This painting is a study in duality. The demise of mom and pop businesses and the common man. This painting takes place in Kaiser’s Ice Cream Store in September of 1986. When we lived in Edmond, Oklahoma from 1985-1987 with Sonic Corporate, we took many rides around town to see the sights. This is a left over from my earlier childhood days of driving around town on the weekends in Sedalia, Missouri. One of our favorite places to visit was the old fashioned ice cream parlor in downtown Oklahoma City. I was especially taken by its vintage appeal of the black and white checked floors, bent wood chairs, and black velvet curtains on brass rings and railing. After a year of just looking at this great interior, I decided to photograph it with a short roll of film with only twelve shots. The day I was there, a nice day counter man was working and asked to help me. I asked if he had the time to pose for me. I was impressed with his calmness and politeness. Since I was shooting film, I had no idea what was ‘in the can!’ afterwards. I returned later to find that the business had closed and everyone was gone. I was probably the last one to photograph Kaiser’s and the short window into its history.

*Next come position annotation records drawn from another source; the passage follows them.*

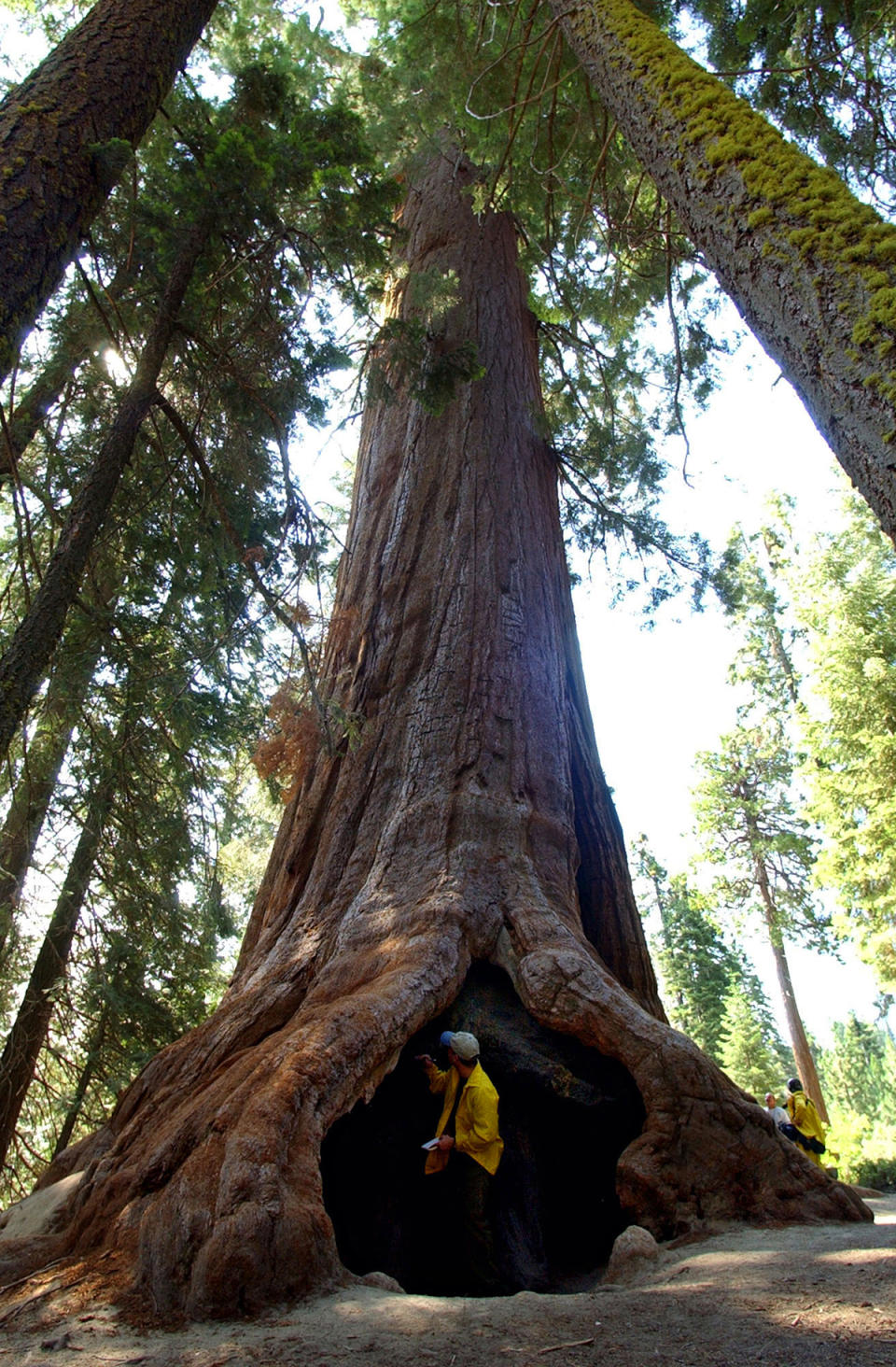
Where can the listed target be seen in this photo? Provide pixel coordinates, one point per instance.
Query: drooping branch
(810, 267)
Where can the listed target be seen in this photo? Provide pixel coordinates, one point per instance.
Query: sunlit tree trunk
(812, 270)
(30, 650)
(29, 1030)
(37, 775)
(463, 827)
(63, 133)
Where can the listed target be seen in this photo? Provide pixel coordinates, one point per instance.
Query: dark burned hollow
(566, 1114)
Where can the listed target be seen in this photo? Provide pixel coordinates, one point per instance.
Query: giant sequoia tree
(456, 857)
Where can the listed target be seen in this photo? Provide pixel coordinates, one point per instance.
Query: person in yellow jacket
(810, 1132)
(465, 1155)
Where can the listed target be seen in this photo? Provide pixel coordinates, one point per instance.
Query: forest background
(203, 627)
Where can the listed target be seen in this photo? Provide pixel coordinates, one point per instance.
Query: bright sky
(660, 696)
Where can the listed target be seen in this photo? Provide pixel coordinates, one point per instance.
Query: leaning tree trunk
(32, 647)
(795, 1028)
(37, 777)
(63, 133)
(812, 268)
(29, 1028)
(465, 821)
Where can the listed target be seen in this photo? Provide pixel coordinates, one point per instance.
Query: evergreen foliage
(848, 601)
(751, 1051)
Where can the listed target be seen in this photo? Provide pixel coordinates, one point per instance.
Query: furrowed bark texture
(460, 825)
(61, 134)
(812, 270)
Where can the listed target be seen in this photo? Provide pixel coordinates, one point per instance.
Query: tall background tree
(380, 712)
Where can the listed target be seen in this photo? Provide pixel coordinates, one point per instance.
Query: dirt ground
(799, 1296)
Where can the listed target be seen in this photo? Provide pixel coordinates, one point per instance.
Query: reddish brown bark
(465, 824)
(59, 129)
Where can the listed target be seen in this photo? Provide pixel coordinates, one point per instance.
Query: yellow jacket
(476, 1122)
(805, 1116)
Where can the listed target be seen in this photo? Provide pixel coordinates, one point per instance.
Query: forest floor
(795, 1296)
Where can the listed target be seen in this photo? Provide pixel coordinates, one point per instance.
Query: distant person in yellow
(465, 1155)
(810, 1132)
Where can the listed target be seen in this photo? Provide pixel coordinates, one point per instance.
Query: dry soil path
(801, 1296)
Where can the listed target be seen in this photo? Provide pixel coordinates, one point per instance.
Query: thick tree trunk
(29, 1030)
(429, 871)
(812, 270)
(32, 647)
(62, 133)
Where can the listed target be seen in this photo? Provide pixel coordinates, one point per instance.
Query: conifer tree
(847, 599)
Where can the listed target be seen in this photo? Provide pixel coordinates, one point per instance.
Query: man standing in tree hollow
(465, 1157)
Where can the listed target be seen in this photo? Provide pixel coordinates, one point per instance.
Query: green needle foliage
(847, 599)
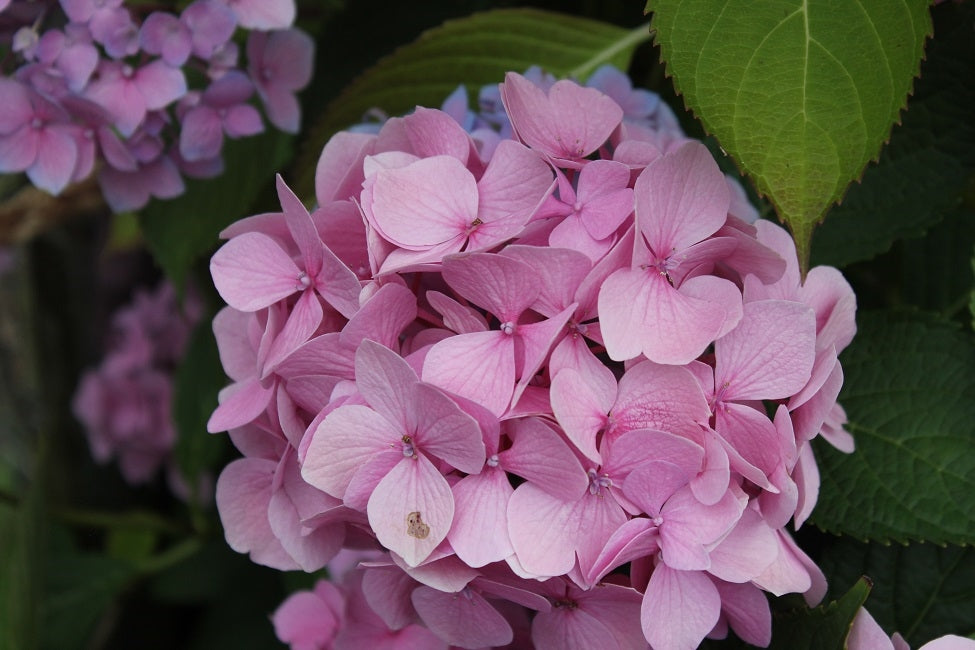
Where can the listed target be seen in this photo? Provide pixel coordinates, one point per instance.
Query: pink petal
(746, 551)
(679, 608)
(769, 355)
(479, 366)
(338, 175)
(479, 534)
(683, 325)
(251, 271)
(539, 454)
(434, 133)
(345, 440)
(423, 204)
(303, 321)
(544, 530)
(386, 382)
(512, 188)
(747, 610)
(570, 121)
(502, 285)
(445, 431)
(264, 14)
(580, 407)
(411, 510)
(681, 198)
(57, 155)
(241, 404)
(243, 495)
(160, 84)
(462, 619)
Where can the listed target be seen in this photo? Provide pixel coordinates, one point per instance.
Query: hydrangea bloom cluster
(125, 403)
(96, 87)
(541, 361)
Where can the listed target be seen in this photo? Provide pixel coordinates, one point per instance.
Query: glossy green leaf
(474, 51)
(908, 392)
(929, 160)
(822, 628)
(181, 231)
(922, 591)
(198, 381)
(802, 94)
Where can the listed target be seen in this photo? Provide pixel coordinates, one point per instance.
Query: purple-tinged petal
(679, 608)
(580, 407)
(544, 530)
(211, 24)
(411, 510)
(445, 431)
(635, 539)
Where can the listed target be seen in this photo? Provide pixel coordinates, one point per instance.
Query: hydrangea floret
(103, 88)
(542, 362)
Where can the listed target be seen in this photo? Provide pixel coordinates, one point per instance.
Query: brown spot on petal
(415, 526)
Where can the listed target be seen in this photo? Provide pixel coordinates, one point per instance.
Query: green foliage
(922, 591)
(198, 381)
(908, 392)
(474, 51)
(181, 231)
(80, 587)
(930, 157)
(822, 628)
(801, 94)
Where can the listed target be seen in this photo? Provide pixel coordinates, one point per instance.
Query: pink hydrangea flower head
(280, 64)
(568, 122)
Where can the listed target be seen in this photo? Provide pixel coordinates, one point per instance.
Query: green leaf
(802, 94)
(80, 587)
(908, 392)
(181, 231)
(474, 51)
(929, 160)
(198, 381)
(823, 628)
(922, 591)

Several years went by, not thinking about Kaiser’s or the ‘Common Man’, until I bought Aaron Copeland’s album, “The Copeland Collection.” The first piece was, “Fanfare for the Common Man.” The impressive gongs, brass, and elegant understatement of the music gave new meaning for me to paint, “In Defense of Common Man”. Common man is symbolic of all of us who are nameless, doing our best in a quiet, patiently driving reserve. Here’s to us and all who have gone before!
“In Defense of the Common Man” was finished on April 7, 1991. The first show it was accepted into was the “Arizona artists Guild Spring Membership Juried Exhibition” at the Shemer Art Center, Phoenix, Arizona, May 28-June 22, 1991.
The next exhibition was “The Arizona Watercolor Association 1991 Fall Membership Show”, Arizona Artists Alliance, November 2-16, 1991. It received the Award of Excellence.
The next acceptances were: “Napa Valley Art Store’s First Annual Fine Art Competition,” March Issue of the Art Catalogue, 1992. ‘
“The Knickerbocker Artists New York 42nd Annual National Open Juried Exhibition,” Salmagundi Club, NYC, NY, September 21-October 2, 1992.
“National Watercolor Oklahoma,” Kirkpatrick Center, OKC, OK, September 10-October 24, 1993.
“The Midwest Watercolor Society 18th Annual National Exhibition of Transparent Watercolor,” Neville Museum, Green Bay, Wisconsin, 1994.
“The Salmagundi Club 18th Annual Non-Member Exhibition,” NYC, NY, May 8-26, 1995. It is a stretched, full sheet of 140 Lb. Arches hot pressed paper painted with transparent Winsor-Newton watercolors.